Help extracting something from a string

I am having a hard time figuring this one out as the records I am
asked to work with "seem" rather arbitrary.

I have a stream of text and I need to extract a filename in the form
(bash wildcards) "*-*-*-*-*-*.pdf"
including the double-quotes, the characters surrounding it could be
anything at all.

I won't get into how I have tried to do this so far but let's just say
cut isn't cutting it and I am pretty unskilled with sed apparently.

any help is appreciated.
bone [ Mo, 19 November 2007 18:03 ] [ ID #1873838 ]

Re: Help extracting something from a string

On 11/19/2007 11:03 AM, bone wrote:
> I am having a hard time figuring this one out as the records I am
> asked to work with "seem" rather arbitrary.
>
> I have a stream of text and I need to extract a filename in the form
> (bash wildcards) "*-*-*-*-*-*.pdf"
> including the double-quotes, the characters surrounding it could be
> anything at all.
>
> I won't get into how I have tried to do this so far but let's just say
> cut isn't cutting it and I am pretty unskilled with sed apparently.
>
> any help is appreciated.

man grep

If that doesn't do it, post some sample input and expected output.

Ed.
Ed Morton [ Mo, 19 November 2007 23:02 ] [ ID #1873853 ]

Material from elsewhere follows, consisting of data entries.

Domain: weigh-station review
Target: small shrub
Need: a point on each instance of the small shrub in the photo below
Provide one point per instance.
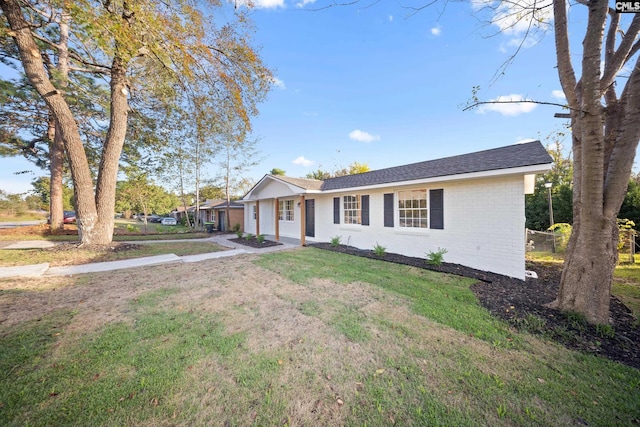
(379, 250)
(605, 330)
(437, 257)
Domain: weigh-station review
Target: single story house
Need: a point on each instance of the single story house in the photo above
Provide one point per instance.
(215, 210)
(236, 215)
(471, 205)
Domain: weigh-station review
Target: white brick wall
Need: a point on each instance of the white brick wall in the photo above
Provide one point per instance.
(483, 224)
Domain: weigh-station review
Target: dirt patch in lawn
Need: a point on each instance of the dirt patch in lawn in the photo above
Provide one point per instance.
(254, 243)
(523, 305)
(42, 230)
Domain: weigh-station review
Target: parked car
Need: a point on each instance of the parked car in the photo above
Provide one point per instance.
(69, 217)
(168, 221)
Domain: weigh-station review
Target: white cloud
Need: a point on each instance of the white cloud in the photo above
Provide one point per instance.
(518, 20)
(278, 83)
(508, 105)
(302, 161)
(259, 4)
(303, 3)
(358, 135)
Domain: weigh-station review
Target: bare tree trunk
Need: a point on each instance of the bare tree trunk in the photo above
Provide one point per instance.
(56, 148)
(56, 170)
(108, 171)
(67, 127)
(604, 145)
(94, 210)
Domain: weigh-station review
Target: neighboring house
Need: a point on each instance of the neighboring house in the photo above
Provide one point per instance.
(215, 211)
(472, 205)
(236, 215)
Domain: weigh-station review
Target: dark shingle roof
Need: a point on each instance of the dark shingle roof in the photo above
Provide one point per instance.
(512, 156)
(307, 184)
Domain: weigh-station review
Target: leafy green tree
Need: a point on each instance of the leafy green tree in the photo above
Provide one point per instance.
(319, 174)
(145, 50)
(140, 194)
(537, 204)
(42, 188)
(352, 169)
(277, 171)
(211, 192)
(631, 204)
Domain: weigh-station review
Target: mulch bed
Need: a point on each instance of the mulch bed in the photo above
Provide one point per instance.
(253, 242)
(523, 305)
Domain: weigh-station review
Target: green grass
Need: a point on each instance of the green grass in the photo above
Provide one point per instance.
(13, 257)
(445, 299)
(373, 346)
(626, 278)
(123, 374)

Re: Help extracting something from a string

On Nov 19, 10:03 am, bone <dropdeads... [at] gmail.com> wrote:
> I am having a hard time figuring this one out as the records I am
> asked to work with "seem" rather arbitrary.
>
> I have a stream of text and I need to extract a filename in the form
> (bash wildcards) "*-*-*-*-*-*.pdf"
> including the double-quotes, the characters surrounding it could be
> anything at all.

Do you have more that one per line? If so, that pattern will not work.
Consider that the pattern is:
"*-*.pdf"

Then, the whole line will match the pattern:

"a-b.pdf" junk junk junk junk junk junk "b-c.pdf"

> I won't get into how I have tried to do this so far but let's just say
> cut isn't cutting it and I am pretty unskilled with sed apparently.

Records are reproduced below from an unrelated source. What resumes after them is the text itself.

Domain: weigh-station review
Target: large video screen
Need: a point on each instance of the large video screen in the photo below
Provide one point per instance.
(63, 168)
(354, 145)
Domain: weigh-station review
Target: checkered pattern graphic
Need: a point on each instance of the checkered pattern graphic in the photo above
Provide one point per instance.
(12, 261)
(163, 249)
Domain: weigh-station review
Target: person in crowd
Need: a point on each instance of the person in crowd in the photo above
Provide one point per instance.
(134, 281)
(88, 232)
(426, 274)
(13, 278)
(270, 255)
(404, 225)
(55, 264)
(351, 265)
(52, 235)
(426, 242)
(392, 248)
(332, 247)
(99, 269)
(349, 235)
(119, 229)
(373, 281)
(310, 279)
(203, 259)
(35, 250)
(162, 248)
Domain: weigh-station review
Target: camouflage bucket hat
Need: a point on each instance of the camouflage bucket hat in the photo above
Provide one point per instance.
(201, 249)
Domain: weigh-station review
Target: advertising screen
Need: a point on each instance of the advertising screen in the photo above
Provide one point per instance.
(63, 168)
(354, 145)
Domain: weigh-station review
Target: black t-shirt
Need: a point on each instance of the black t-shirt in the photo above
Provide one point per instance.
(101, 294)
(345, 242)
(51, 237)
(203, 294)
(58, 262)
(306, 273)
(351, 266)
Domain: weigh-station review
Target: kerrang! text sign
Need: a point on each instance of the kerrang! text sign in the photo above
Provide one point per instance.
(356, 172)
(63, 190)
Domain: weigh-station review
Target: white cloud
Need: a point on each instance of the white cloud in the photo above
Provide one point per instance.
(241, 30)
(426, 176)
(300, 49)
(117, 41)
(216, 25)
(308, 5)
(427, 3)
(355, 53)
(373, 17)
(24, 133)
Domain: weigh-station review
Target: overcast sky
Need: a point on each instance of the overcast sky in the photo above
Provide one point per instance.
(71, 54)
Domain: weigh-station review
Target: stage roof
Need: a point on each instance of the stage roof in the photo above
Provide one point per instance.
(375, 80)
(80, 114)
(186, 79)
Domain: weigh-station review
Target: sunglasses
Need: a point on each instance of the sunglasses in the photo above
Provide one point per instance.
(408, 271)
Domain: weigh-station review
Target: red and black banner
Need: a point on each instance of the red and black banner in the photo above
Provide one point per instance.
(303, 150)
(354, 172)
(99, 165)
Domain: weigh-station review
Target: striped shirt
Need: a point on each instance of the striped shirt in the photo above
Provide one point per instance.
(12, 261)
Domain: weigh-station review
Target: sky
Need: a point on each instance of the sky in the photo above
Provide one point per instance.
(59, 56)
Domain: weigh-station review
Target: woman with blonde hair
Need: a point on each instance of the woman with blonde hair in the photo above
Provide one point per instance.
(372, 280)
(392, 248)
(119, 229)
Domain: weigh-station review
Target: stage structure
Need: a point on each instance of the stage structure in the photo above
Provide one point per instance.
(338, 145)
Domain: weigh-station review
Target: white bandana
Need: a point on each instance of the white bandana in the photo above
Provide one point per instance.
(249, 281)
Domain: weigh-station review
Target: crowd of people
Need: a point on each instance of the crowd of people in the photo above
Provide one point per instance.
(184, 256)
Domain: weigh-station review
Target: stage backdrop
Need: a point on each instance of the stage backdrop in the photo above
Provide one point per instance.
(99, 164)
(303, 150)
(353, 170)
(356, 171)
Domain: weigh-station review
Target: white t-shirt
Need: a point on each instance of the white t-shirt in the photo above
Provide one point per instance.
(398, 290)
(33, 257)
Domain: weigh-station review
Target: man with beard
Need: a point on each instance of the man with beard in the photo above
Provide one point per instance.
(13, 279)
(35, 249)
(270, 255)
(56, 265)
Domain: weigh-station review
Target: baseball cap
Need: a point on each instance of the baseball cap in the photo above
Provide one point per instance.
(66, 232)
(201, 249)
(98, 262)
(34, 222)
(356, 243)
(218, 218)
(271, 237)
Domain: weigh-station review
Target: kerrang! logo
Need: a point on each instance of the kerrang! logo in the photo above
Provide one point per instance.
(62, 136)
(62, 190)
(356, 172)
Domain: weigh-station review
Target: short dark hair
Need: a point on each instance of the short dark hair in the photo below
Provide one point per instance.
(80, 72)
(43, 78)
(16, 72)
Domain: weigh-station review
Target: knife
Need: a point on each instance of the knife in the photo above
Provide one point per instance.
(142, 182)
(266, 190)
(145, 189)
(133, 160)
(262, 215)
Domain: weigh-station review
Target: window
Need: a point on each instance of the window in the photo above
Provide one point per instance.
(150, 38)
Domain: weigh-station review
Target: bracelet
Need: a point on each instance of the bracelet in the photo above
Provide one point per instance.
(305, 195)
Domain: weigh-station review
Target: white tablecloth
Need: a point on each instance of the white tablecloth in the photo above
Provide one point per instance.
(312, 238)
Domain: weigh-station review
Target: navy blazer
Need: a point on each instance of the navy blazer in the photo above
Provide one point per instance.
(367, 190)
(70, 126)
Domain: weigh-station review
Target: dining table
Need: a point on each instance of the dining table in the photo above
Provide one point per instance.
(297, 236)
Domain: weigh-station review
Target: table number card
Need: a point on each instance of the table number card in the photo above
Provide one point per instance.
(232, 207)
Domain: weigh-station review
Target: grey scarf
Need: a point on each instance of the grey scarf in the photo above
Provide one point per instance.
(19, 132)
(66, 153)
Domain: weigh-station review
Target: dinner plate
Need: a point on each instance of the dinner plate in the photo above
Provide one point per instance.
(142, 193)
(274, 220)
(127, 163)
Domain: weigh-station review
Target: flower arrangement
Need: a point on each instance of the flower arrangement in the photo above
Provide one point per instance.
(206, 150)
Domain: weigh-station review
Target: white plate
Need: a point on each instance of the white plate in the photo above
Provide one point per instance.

If you insist on space separation, and disallow spaces in the
filename, the following will work:

while read i
do
case "$i" in
\"*-*-*-*-*.pdf\")
echio $i;;
esac
done

If you want to allow spaces, and you have only one per line, this sed
script will do:
sed -ne's/.*\(".*-.*-.*-.*-.*-.*\.pdf"\).*/\1/;tp;d;:p;p'
Edward Rosten [ Mo, 19 November 2007 23:06 ] [ ID #1873855 ]

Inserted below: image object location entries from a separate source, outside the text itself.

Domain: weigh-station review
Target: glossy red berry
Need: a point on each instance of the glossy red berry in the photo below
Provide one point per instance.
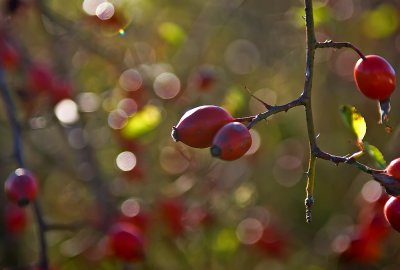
(393, 169)
(392, 212)
(126, 242)
(21, 187)
(231, 142)
(375, 77)
(9, 55)
(198, 126)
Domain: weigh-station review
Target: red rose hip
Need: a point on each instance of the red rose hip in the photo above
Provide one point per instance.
(21, 187)
(375, 77)
(231, 142)
(393, 169)
(198, 126)
(392, 212)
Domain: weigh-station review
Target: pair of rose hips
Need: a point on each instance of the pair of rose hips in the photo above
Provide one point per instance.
(375, 77)
(212, 126)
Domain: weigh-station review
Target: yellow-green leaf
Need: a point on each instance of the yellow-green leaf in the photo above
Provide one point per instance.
(376, 155)
(225, 242)
(234, 100)
(142, 122)
(381, 22)
(354, 120)
(171, 33)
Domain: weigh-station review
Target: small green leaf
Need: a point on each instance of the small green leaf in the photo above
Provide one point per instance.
(225, 242)
(376, 155)
(142, 122)
(171, 33)
(354, 120)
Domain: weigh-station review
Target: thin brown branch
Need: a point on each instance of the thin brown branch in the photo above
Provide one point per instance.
(339, 45)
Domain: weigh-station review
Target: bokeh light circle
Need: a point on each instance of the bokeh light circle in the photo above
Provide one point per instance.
(167, 85)
(105, 11)
(126, 161)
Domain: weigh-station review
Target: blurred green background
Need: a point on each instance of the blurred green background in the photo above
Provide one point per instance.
(133, 77)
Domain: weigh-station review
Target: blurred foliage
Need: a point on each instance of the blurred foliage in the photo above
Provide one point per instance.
(183, 54)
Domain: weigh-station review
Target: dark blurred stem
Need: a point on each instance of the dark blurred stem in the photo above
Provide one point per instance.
(12, 118)
(44, 262)
(18, 153)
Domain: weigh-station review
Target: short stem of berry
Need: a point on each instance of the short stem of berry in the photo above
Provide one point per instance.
(245, 119)
(339, 45)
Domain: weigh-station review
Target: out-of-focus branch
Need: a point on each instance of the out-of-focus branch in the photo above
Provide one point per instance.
(18, 153)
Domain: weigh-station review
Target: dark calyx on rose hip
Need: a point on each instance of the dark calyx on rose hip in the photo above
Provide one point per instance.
(231, 142)
(198, 126)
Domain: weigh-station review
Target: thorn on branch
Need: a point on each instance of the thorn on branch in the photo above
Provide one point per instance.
(266, 105)
(391, 184)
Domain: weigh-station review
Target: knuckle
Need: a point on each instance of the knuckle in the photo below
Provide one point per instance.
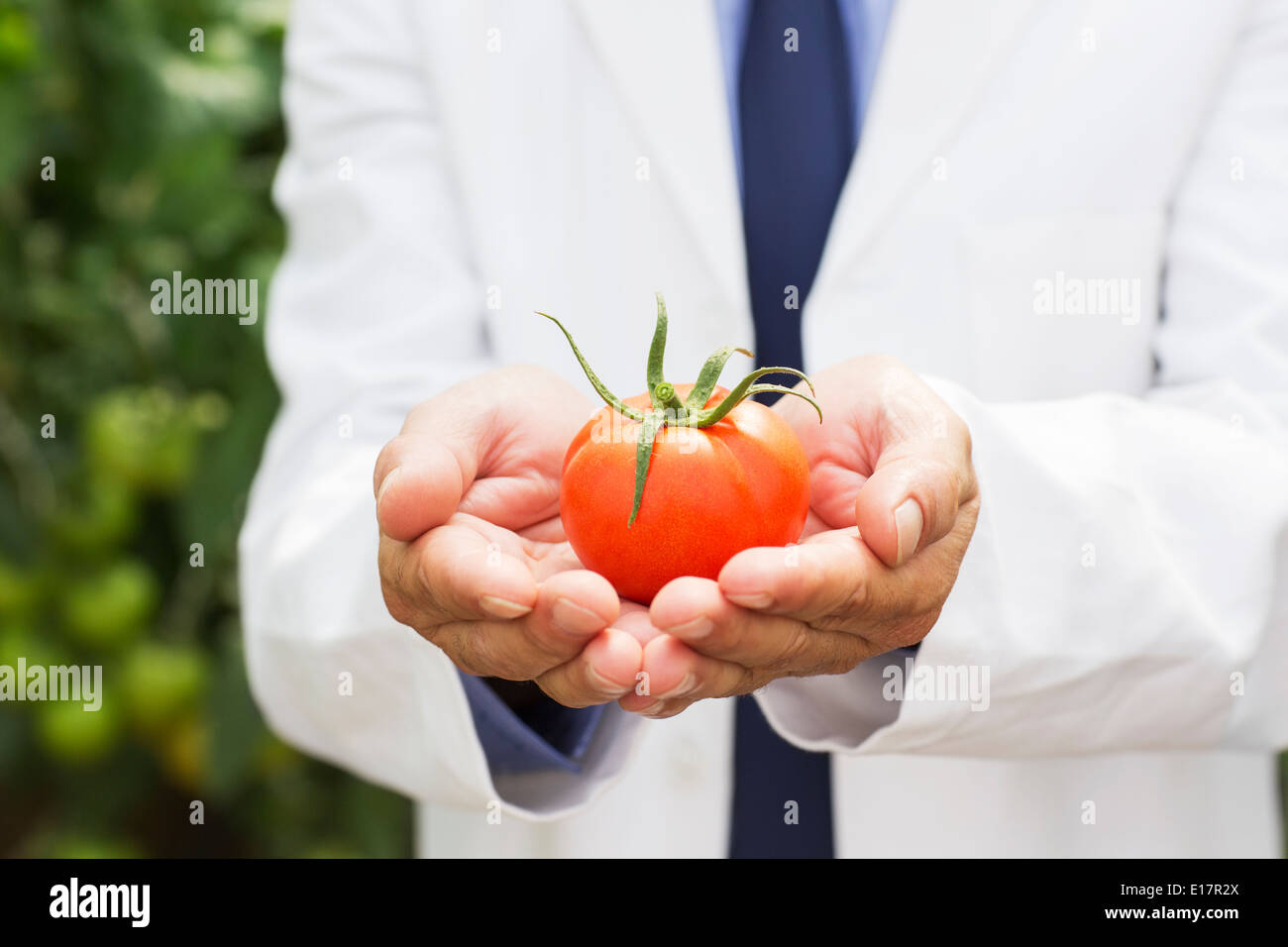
(795, 651)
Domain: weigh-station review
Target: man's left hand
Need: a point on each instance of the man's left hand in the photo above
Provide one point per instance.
(893, 506)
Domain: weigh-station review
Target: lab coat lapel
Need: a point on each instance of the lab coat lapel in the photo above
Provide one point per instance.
(935, 60)
(665, 58)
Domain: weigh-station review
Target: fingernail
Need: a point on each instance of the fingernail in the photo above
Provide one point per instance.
(601, 684)
(686, 686)
(571, 617)
(384, 484)
(501, 607)
(692, 630)
(907, 525)
(751, 599)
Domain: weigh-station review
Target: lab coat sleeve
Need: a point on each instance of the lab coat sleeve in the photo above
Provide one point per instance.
(374, 308)
(1127, 582)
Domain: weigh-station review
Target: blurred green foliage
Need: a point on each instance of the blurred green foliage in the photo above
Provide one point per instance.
(127, 155)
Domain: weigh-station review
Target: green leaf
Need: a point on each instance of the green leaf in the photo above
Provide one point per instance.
(747, 386)
(609, 398)
(656, 352)
(709, 375)
(649, 427)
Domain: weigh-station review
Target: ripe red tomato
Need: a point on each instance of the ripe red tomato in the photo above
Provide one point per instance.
(709, 492)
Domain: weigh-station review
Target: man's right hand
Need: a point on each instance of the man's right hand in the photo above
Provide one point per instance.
(473, 554)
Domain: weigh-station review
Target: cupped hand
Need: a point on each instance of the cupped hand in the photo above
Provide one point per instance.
(893, 508)
(472, 551)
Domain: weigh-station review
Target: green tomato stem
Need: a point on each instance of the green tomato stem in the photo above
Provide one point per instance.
(668, 408)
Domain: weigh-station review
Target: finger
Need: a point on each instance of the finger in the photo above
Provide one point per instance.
(572, 607)
(832, 575)
(696, 612)
(419, 484)
(905, 505)
(568, 613)
(921, 476)
(601, 672)
(454, 573)
(674, 676)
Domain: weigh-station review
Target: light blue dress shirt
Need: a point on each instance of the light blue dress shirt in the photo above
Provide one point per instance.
(552, 736)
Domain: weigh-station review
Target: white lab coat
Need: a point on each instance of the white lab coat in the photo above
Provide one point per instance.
(454, 166)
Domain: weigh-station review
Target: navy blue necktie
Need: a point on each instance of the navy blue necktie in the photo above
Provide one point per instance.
(798, 140)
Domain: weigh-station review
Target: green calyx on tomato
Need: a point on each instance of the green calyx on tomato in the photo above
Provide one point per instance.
(666, 406)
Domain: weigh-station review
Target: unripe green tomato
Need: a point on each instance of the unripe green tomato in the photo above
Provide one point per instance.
(162, 681)
(111, 607)
(73, 736)
(145, 437)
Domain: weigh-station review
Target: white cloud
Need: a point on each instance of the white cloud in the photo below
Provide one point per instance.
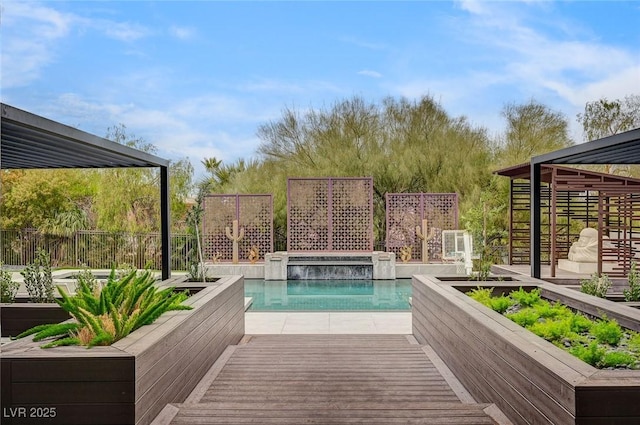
(369, 73)
(182, 33)
(30, 33)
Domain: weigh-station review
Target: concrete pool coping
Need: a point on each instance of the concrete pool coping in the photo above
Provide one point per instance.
(328, 322)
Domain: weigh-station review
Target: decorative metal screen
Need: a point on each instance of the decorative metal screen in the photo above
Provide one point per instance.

Re: Help extracting something from a string

On Nov 19, 5:06 pm, Edward Rosten <Edward.Ros... [at] gmail.com> wrote:
> On Nov 19, 10:03 am, bone <dropdeads... [at] gmail.com> wrote:
>
> > I am having a hard time figuring this one out as the records I am
> > asked to work with "seem" rather arbitrary.
>
> > I have a stream of text and I need to extract a filename in the form
> > (bash wildcards) "*-*-*-*-*-*.pdf"
> > including the double-quotes, the characters surrounding it could be
> > anything at all.
>
> Do you have more that one per line? If so, that pattern will not work.
> Consider that the pattern is:
> "*-*.pdf"
>
> Then, the whole line will match the pattern:
>
> "a-b.pdf" junk junk junk junk junk junk "b-c.pdf"
>
> > I won't get into how I have tried to do this so far but let's just say
> > cut isn't cutting it and I am pretty unskilled with sed apparently.
>
> If you insist on space separation, and disallow spaces in the
> filename, the following will work:
>
> while read i
> do
> case "$i" in
> \"*-*-*-*-*.pdf\")
> echio $i;;
> esac
> done

I don't control the input, it will not be space delimited generally
though.

>
> If you want to allow spaces, and you have only one per line, this sed
> script will do:
> sed -ne's/.*\(".*-.*-.*-.*-.*-.*\.pdf"\).*/\1/;tp;d;:p;p'

this doesn't seem to work:

$ echo ksdjfglsdfg"ddfd-dfdf-dfdf-dfdf-dfdf-dfdfd-dfdf.pdf"sdgsg| sed
-ne's/.*\(".*-.*-.*-.*-.*-.*\.pdf"\).*/\1/;tp;d;:p;p'

doesn't return anything
bone [ Di, 20 November 2007 20:10 ] [ ID #1874661 ]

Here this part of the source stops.